Four female bombers have detonated explosives in the middle of crowds in Baghdad and Kirkuk, killing at least 57 people and wounding 300 in a double attack apparently geared towards stoking increased sectarian and ethnic divisions.
Three of the suicide bombers blew themselves up among Shia pilgrims as they took part in a religious procession in Karada district in east Baghdad, killing 32 people and wounding 102. Most of the dead were women and children. "I heard women and children crying and shouting and I saw the dead bodies of women in pools of blood on the street," said Mustapha Abdullah, a 32-year-old man who was injured in the stomach and legs.
In the northern oil city of Kirkuk, thousands of Kurds were demonstrating against a provincial elections law when a suicide bomber struck, killing at least 25 people and wounding 185. Kurds then attacked offices of the political parties of the Turkoman minority, although it is likely that al-Qa'ida in Iraq was behind the attack.
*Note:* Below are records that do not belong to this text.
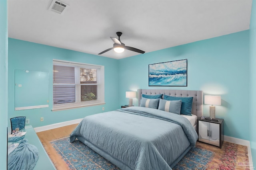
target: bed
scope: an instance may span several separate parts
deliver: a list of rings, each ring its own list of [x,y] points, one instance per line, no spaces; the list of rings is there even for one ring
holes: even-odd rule
[[[86,116],[70,135],[70,142],[77,138],[122,170],[171,170],[195,146],[194,125],[182,114],[142,107],[142,96],[193,97],[191,113],[199,117],[202,92],[139,89],[137,92],[141,107]]]

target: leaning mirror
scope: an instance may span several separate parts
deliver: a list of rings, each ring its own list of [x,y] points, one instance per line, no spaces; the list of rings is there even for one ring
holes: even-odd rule
[[[15,70],[15,110],[49,107],[49,72]]]

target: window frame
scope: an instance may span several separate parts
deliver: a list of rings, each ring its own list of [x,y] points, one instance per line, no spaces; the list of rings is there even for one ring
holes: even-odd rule
[[[60,110],[64,110],[68,109],[75,109],[77,108],[83,107],[90,107],[97,105],[100,105],[105,104],[105,96],[104,96],[104,66],[92,64],[90,64],[84,63],[81,63],[74,62],[72,61],[53,59],[52,63],[52,66],[54,65],[59,65],[67,66],[74,66],[75,68],[75,76],[76,74],[78,74],[80,75],[80,68],[96,69],[97,71],[97,83],[98,86],[97,88],[98,99],[96,100],[91,100],[89,101],[81,102],[80,100],[76,101],[75,102],[67,103],[64,104],[54,104],[53,102],[53,87],[54,85],[56,85],[58,83],[54,83],[53,82],[53,69],[52,69],[52,111],[58,111]],[[79,72],[77,70],[77,68],[79,70]],[[79,82],[78,82],[78,81]],[[75,80],[74,85],[76,88],[77,88],[77,86],[80,86],[78,88],[80,89],[80,92],[76,92],[76,99],[78,99],[78,97],[80,94],[81,88],[80,86],[83,85],[80,84],[79,81],[77,79]]]

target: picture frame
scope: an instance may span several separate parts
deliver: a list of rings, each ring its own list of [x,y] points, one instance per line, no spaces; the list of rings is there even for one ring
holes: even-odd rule
[[[187,86],[187,59],[148,64],[148,86]]]

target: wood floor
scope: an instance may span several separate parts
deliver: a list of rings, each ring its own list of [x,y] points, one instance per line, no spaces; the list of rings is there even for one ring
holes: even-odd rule
[[[58,170],[68,170],[69,169],[61,156],[56,152],[50,142],[69,135],[78,125],[75,124],[36,133],[52,161]]]

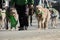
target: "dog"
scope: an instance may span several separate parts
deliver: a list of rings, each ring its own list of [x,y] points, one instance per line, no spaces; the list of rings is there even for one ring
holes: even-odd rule
[[[51,12],[51,26],[56,28],[57,21],[58,21],[58,18],[59,18],[59,12],[54,8],[49,8],[49,10]]]
[[[42,6],[36,6],[36,10],[38,14],[36,14],[38,20],[38,28],[39,29],[48,29],[48,22],[50,20],[50,11],[47,8],[43,8]]]
[[[16,25],[16,28],[15,28],[15,30],[18,30],[18,27],[20,26],[19,25],[19,19],[18,19],[18,14],[17,14],[17,11],[16,11],[16,9],[15,8],[11,8],[11,10],[10,10],[10,15],[13,15],[14,16],[14,18],[15,18],[15,20],[17,21],[17,25]],[[11,23],[10,22],[10,20],[9,20],[9,23]],[[11,24],[10,24],[11,25]],[[8,28],[9,30],[13,30],[13,28],[11,28],[11,27],[9,27]]]
[[[0,29],[5,29],[6,10],[0,9]]]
Women are used as suicide bombers because there are rigorous searches of men by the Iraqi security forces in an attempt to stop attacks. But inhibitions over searching women, often wearing voluminous black robes, and a shortage of female security personnel, makes it easier for them to reach targets without being searched.
One of the female bombers blew herself up outside the old National Theatre building in Karada. The second attack was in a tent provided so pilgrims could rest. A woman allegedly entered the tent, read the Koran with other women and then left, leaving a bag behind, which later exploded. The third bomber detonated an explosive vest. Nails from the device could be seen embedded between two police checkpoints.
The Shia pilgrims were commemorating the death of an eighth-century saint who is buried in the al-Khadamiyah district in north west Baghdad, but they were attacked on the other side of the Tigris river while they were still assembling. Processions and pilgrimages play a central role in the religious beliefs of the Shia denomination. Around 60 per cent of Iraqis are Shia, but they are denounced by al-Qa'ida as heretics. It is almost impossible to protect them during pilgrimages to their shrines, when up to one million will gather.
The attack in Kirkuk is also geared towards increasing ethnic animosities, since power in the city is disputed by the Kurds, Arabs and Turkomans. The Kurds took over in 2003 after the fall of Saddam Hussein and would like to incorporate the city into the autonomous Kurdistan Regional Government – but this is opposed by Arabs and Turkomans.
The Iraqi President, Jalal Talabani, last week vetoed an election law which would have postponed the poll in Kirkuk but also diluted Kurdish control. Kurdish protesters claimed that they had been fired on from Turkoman offices, but this was denied by the security forces, who said the only shooting was when they fired into the air to clear the way for ambulances.